Major Advances in RET Inhibition for NSCLC and MTC - Episode 9
Jared Weiss, MD: If I were sitting at home and I hadn’t had the privilege of treating a dozen or 2 dozen patients on 1 of the trials, my next question might be, what am I going to use the next time I find RET? You’ve told me, you’ve armed me with whatever next-generation panel I can order. I’m going to pick up some RET now and again. What should I order? Do you see any key differences among these trials or drugs?

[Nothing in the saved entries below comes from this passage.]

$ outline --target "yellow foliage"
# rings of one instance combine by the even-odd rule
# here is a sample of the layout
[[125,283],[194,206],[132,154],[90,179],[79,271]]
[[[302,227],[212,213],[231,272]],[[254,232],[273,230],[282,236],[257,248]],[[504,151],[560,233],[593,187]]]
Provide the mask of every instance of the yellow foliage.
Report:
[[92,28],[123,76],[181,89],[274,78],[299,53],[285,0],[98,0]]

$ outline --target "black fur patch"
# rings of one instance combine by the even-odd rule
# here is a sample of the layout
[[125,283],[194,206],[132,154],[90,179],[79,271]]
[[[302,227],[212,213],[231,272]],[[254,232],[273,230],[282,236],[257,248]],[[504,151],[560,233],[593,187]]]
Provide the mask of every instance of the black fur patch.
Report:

Benjamin P. Levy, MD: I don’t know. The initial presentation looked like a response rate of 58%. The updated analysis at ASCO [American Society of Clinical Oncology Annual Meeting] for pralsetinib by Dr Justin Gainor looks like the response rate is around 65%, which is identical to selpercatinib. I don’t know if there are any meaningful differences in these drugs. There may be some differences in toxicity. Unbiased, as you mentioned, and I think you are too—we’ve only used selpercatinib. That’s probably going to be my go-to drug only because I’m a creature of habit and have put so many patients on the study. I would certainly be willing to give pralsetinib a try. It looks similar. The waterfall plot, if you put them next to one another—maybe a few of those bars don’t reach the 30% line on the pralsetinib arm that reached it in the selpercatinib arm, but they look fairly similar to me. I don’t know if there are going to be meaningful differences between these 2 drugs. I don’t know. What are your thoughts on that?
Jared Weiss, MD: Unless you work for 1 of the companies or you’re an analyst, these look much more similar than different.
Benjamin P. Levy, MD: Yeah.
Jared Weiss, MD: Anything different in the era of COVID-19 [coronavirus disease 2019] in terms of patient selection or management of toxicities?
Benjamin P. Levy, MD: Yes. I’ve been on many COVID-19 calls, and I think we’re getting back to normal. The oral therapy certainly helped. Sometimes we can manage these better through telemedicine than a patient coming in every 3 weeks. That said, I still try to bring these people back so we can monitor that. I don’t try to marginalize their care unless we can do an optimal video, a telemedicine. I’ve gotten video-telemedicine fatigue. In the era of COVID-19, I don’t think the targeted therapies’ implementation or following has changed all that much. Maybe they don’t come back for 1 visit or 2 visits where I would have seen them and done labs. Maybe we do the labs off-site and we do a telemedicine visit rather than come back. I am protective of these patients. I do like to see them every 6 to 8 weeks to check in on them or via telemedicine. I know that’s aggressive, but I do like to lay eyes on them every 6 to 8 weeks just to see how they’re doing.
Jared Weiss, MD: I think that’s being a good doctor.
Benjamin P. Levy, MD: Yes. Any COVID-19 changes for these patients?
Jared Weiss, MD: The major change is that COVID-19 has accelerated our experimentation with virtual care out of necessity. I’m thinking about which populations it has gone well for and which it has not. For targeted therapy populations, it has gone much better than for my chemotherapy or chemotherapy I/O [immuno-oncology] patients. There are a number of reasons. They tend to have fewer adverse effects, but also, they’re more likely to be socioeconomically advantaged. And along with socioeconomic advantage comes broadband, internet, and social support. Someone else will call if there is a problem. In particular, broadband internet is a big deal. If I can see you face-to-face and we can see each other’s facial expressions and we can understand the words that we’re speaking to each other, that’s going to be a much higher-quality doctor-patient interaction than if the video is cutting in and out and the words sound like a robot and I understand every other word. For our targeted therapy population, I’ll probably do a lot more virtual care even after COVID-19 is over. Some of these patients travel a great distance to see their doctors. You’re at Hopkins the Sidney Kimmel Comprehensive Cancer Center at Johns Hopkins University, so your travel distance is probably hours on average, and you can probably care for some of these patients just fine for many of those virtual visits. My travel distance, because I’m at an academic institution and on clinical trials but also because we’re the state hospital, is quite long. For patients who have good broadband so we can properly understand each other, I’m going to keep doing mostly virtual for my targeted therapy patients.
Benjamin P. Levy, MD: That’s not a bad idea. We’ll see how the world changes after COVID-19, whenever that is.